Desafios no combate ao abuso sexual infantil no Brasil

Enviada em 08/12/2020

A série “Inacreditável”, lançada recentemente na Netflix, relata o drama vivido por uma adolescente que teve sua casa invadida e foi abusada sexualmente por um desconhecido. No que tange ao cenário brasileiro, a realidade fora das telas não é muito diferente, uma vez que os índices de violência sexual infantil têm aumentado ao longo dos anos e nenhuma medida eficiente foi tomada pelas autoridades para conter o problema. Dessa forma, torna-se fundamental a discussão desses aspectos.

Convém ressaltar, a princípio, a influência da idade na identificação e no combate ao crime em questão. Quanto a esse fator, é válido destacar que, segundo dados do Ministério da Saúde, uma grande parte dos agressores possuem algum vínculo familiar com a vítima. Dessa maneira, as chances de ocorrer uma denúncia é ainda menor, já que o abusado(a) pode ser ameaçado(a) e sofrer pressão psicológica por correr o risco de não ser levado(a) a sério. Além disso, quando a vítima ainda é criança o caso torna-se mais complicado, visto que ela não tem consciência sobre o abuso e depende 100% de outra pessoa para sair dessa situação, o que muitas vezes pode levar anos, como foi o caso da atleta Joanna Maranhão, que foi violentada sexualmente pelo seu treinador desde os 9 anos de idade e só conseguiu denunciá-lo após completar a maioridade.

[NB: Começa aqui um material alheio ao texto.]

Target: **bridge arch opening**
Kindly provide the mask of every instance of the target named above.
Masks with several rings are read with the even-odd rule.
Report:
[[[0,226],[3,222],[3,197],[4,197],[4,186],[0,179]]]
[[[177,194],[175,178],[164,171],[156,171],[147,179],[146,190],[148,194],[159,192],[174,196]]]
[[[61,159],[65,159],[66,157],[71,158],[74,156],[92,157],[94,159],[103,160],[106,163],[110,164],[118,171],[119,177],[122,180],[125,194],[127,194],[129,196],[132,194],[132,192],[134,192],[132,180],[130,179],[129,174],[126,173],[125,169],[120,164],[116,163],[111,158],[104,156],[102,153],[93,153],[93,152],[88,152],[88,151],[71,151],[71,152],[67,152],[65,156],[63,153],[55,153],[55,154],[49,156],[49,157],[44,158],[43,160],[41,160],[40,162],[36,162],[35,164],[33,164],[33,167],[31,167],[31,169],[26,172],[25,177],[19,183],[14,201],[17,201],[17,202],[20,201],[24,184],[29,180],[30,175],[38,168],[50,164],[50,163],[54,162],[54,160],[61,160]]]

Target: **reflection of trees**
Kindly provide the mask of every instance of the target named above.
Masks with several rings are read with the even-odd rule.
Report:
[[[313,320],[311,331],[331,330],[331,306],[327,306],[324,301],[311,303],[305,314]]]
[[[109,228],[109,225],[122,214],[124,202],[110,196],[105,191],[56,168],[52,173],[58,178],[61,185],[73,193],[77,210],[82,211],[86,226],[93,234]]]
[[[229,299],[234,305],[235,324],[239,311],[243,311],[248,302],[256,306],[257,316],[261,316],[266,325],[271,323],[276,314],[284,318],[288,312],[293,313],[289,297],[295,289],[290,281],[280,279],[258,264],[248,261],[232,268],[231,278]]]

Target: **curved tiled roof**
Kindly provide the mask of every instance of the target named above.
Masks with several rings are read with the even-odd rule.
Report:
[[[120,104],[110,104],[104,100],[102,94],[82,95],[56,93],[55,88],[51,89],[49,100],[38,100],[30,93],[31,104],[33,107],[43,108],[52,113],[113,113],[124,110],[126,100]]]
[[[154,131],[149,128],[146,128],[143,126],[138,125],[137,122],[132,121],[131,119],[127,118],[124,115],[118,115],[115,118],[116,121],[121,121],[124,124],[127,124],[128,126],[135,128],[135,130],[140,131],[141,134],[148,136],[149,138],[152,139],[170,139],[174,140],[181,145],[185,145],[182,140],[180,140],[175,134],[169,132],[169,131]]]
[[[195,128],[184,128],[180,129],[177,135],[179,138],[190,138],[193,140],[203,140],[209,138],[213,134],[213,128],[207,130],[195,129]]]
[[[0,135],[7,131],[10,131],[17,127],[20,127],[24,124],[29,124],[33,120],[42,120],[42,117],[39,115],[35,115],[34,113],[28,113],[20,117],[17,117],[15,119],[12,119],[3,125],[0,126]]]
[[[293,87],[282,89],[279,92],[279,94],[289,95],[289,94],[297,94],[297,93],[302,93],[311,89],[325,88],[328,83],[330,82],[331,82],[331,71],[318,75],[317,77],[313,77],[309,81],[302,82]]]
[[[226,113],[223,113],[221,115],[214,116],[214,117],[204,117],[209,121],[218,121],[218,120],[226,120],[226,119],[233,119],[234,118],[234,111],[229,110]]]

Ademais, é preciso compreender que o fato desse tema ser pouco discutido, tanto nos veículos de informação, quanto nas escolas, contribui ainda mais para o aumento dos casos. Isso porque, crianças e adolescentes precisam, desde cedo, ser alertadas sobre certos comportamentos suspeitos e instruídas sobre o que fazer quando algo do tipo ocorrer. Porém, a falta de um sistema de apoio à vítima, faz com que ela fique ainda mais desprotegida e as consequências podem ser fatais, como o suicídio. Além do mais, há uma falta de compromisso dos órgãos responsáveis pela defesa desse tipo de vítima com as denúncias feitas diariamente de abusos sexuais, dado que a espera por uma assistência é muito grande e por isso, muitas vítimas optam pelo silêncio ao invés de buscar ajuda.

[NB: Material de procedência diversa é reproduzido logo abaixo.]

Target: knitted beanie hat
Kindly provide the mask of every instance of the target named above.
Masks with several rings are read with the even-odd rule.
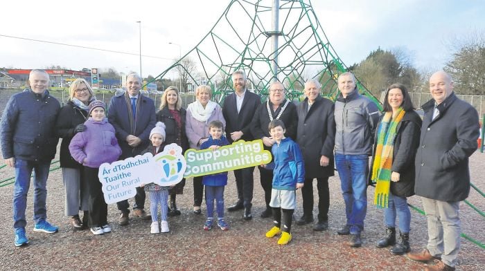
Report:
[[[105,109],[105,112],[106,112],[106,104],[105,104],[104,102],[96,100],[89,104],[89,115],[91,115],[91,112],[92,112],[92,111],[96,107],[103,107],[103,109]]]
[[[165,141],[165,124],[161,122],[157,122],[155,128],[153,128],[150,132],[150,137],[148,138],[151,139],[152,135],[153,135],[154,133],[158,133],[159,135],[161,135],[161,136],[164,138],[164,141]]]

É evidente, portanto, que medidas são necessárias para reverter o quadro. Desse modo, cabe ao próprio Governo criar um canal exclusivo para denúncias de abuso sexual infantil, para que, por meio do Sistema de Garantia dos Direitos da Criança e do Adolescente (SGDCA), a vítima seja assistida o mais rápido possível pelos órgãos competentes e o abusador responsabilizado por todos os seus atos e cumpra, de fato, a pena de acordo com o crime. Além disso, a fim de efetivar a ação, as escolas devem criar um programa instrucional através de palestras, para auxiliar pais e responsáveis sobre como identificar possíveis sinais de abuso e falar sobre a importância de retratar esse tema com as próprias crianças desde cedo. Assim, o problema será atenuado.